Augsburger Allgemeine (Land Nord)
Immer mehr Zwillinge
Bevölkerung Im Jahr 2015 brachten im Josefinum 86 Mütter zwei Kinder zur Welt und auch am Klinikum steigt die Zahl der Mehrlinge. Wie Mediziner diese Entwicklung erklären
Auf den Straßen sieht man immer öfter Eltern mit Zwillingskinderwagen, auch in Augsburg. Und der Eindruck, dass es immer mehr Zwillinge gibt, täuscht nicht. In der Klinik Josefinum wurden im vergangenen Jahr 86 Zwillingspärchen geboren. Seit einigen Jahren steigen dort nicht nur generell die Geburtenzahlen, auch der Anteil der Zwillinge hat sich deutlich erhöht. Am Klinikum ist der Trend der gleiche.
Im Josefinum stieg der Anteil der Zwillinge von 1,5 Prozent der Geburten im Jahr 1997 auf 2,7 Prozent im Jahr 2016 – bei rund 3200 Geburten. Das berichtet der Leiter der Pränatal- und Geburtsmedizin an der Frauenklinik des Josefinums, Dr. Dirk Kersten. Gibt es diesen Trend nur hier oder ist er deutschlandweit zu beobachten? „Teils, teils“, sagt Kersten. Nach Angaben des Statistischen Bundesamts steigt in ganz Deutschland der Anteil der Mehrlingsschwangerschaften an. 2015 lag er aber immer noch bei weniger als zwei Prozent aller Geburten. Für 2016 liegen die aktuellsten Zahlen bisher noch nicht vor.

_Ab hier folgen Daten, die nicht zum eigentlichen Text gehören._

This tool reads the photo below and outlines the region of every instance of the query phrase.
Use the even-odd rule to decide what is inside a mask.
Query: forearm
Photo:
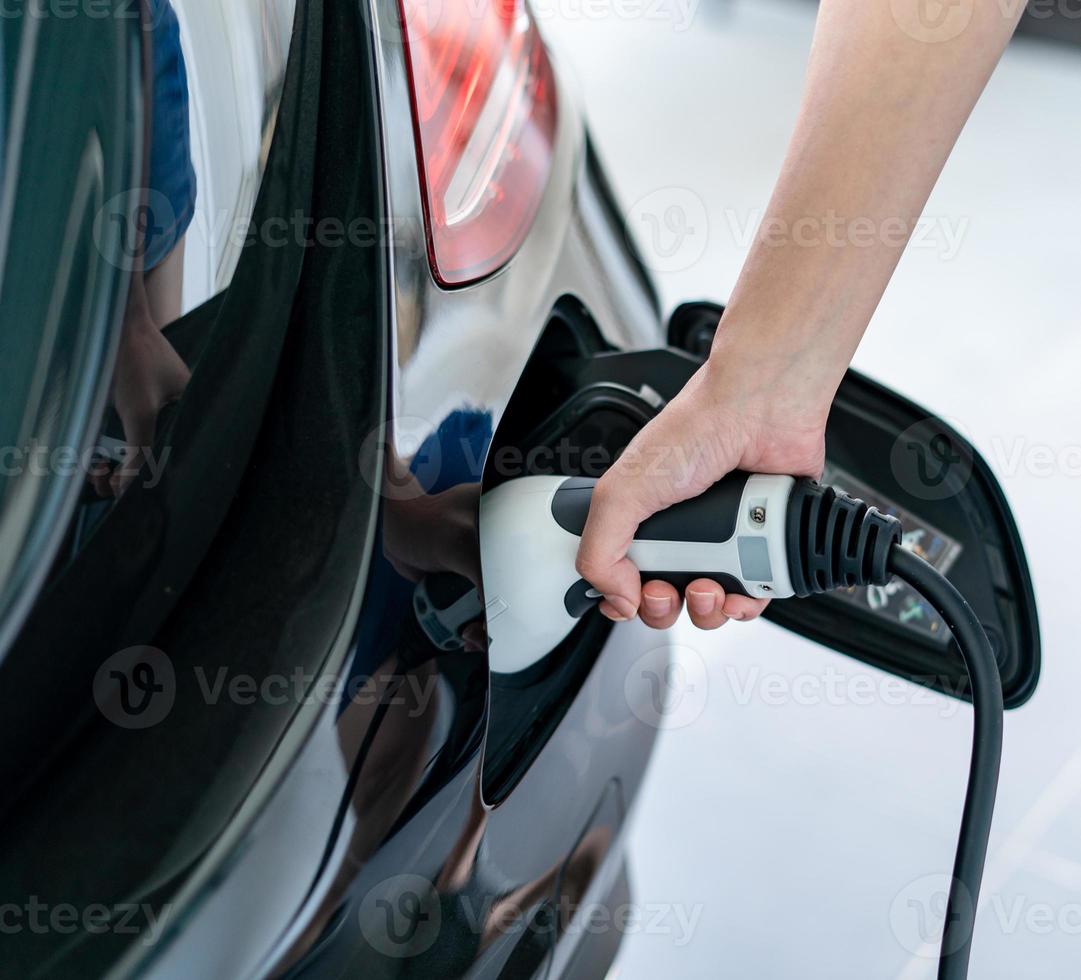
[[[760,360],[823,411],[1024,6],[961,0],[943,9],[962,20],[933,30],[920,2],[822,0],[796,130],[718,333],[718,360]]]

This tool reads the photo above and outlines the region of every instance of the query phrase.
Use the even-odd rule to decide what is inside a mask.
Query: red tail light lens
[[[523,0],[400,0],[432,273],[460,286],[518,250],[552,163],[552,68]]]

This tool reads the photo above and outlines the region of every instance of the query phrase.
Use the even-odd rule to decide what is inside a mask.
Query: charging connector
[[[834,589],[886,585],[901,522],[862,500],[797,480],[788,498],[788,575],[801,599]]]
[[[542,660],[600,600],[575,571],[596,482],[523,477],[481,498],[481,561],[489,608],[496,610],[488,616],[493,672],[514,674]],[[754,598],[885,586],[896,575],[943,618],[968,669],[975,715],[938,972],[939,980],[963,980],[998,785],[1002,685],[975,613],[901,540],[896,517],[833,487],[734,472],[643,521],[627,555],[643,578],[680,590],[710,578],[730,594]]]

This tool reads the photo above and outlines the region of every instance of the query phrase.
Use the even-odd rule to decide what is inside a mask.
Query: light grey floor
[[[723,299],[814,6],[540,10],[666,305]],[[1063,980],[1081,976],[1081,50],[1011,47],[927,214],[856,364],[966,432],[1015,509],[1044,668],[1007,719],[971,975]],[[933,976],[969,709],[768,624],[677,631],[691,683],[636,813],[622,980]]]

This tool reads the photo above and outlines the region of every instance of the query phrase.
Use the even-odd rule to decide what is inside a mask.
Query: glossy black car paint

Das Klinikum Augsburg sieht die Entwicklung ganz ähnlich wie das Josefinum. Auch dort steigt der Anteil der Zwillings- und Mehrlingsgeburten, sagt Pressesprecherin Ines Lehmann. Im Jahr 2016 kamen bei 2162 Geburten 2249 Kinder zur Welt. Bei den meisten Mehrlingsgeburten handelt es sich um Zwillinge.
Wie kommt es zu dieser Entwicklung? Für Laien liegt die Vermutung nahe, dass der Trend mit einer steigenden Anzahl künstlicher Befruchtungen zu tun hat. Mediziner Kersten vom Josefinum hält das für eher unwahrscheinlich. „Seit etwa 20 Jahren ist es üblich, bei künstlichen Befruchtungen nur noch zwei Embryonen einzusetzen, das war zuvor anders“, sagt er, „das führt natürlich zu der einen oder anderen Zwillingsgeburt, aber nicht in dem Maß.“
Die überproportionale Steigerung von Zwillingsgeburten am Josefinum führt der Mediziner auf zwei Gründe zurück. Das Augsburger Krankenhaus hat eine der größten Geburtskliniken bundesweit und auch eine Station für Frühgeborene. Deshalb kommen viele Frauen mit Risikoschwangerschaften. Einen anderen Grund sieht der Mediziner in einer generellen Zentralisierung im Krankenhauswesen. Im Josefinum arbeite man mit etlichen kleineren Häusern zusammen, die Schwangeren mit Schwierigkeiten oder Risikofaktoren die Entbindung dort empfehlen.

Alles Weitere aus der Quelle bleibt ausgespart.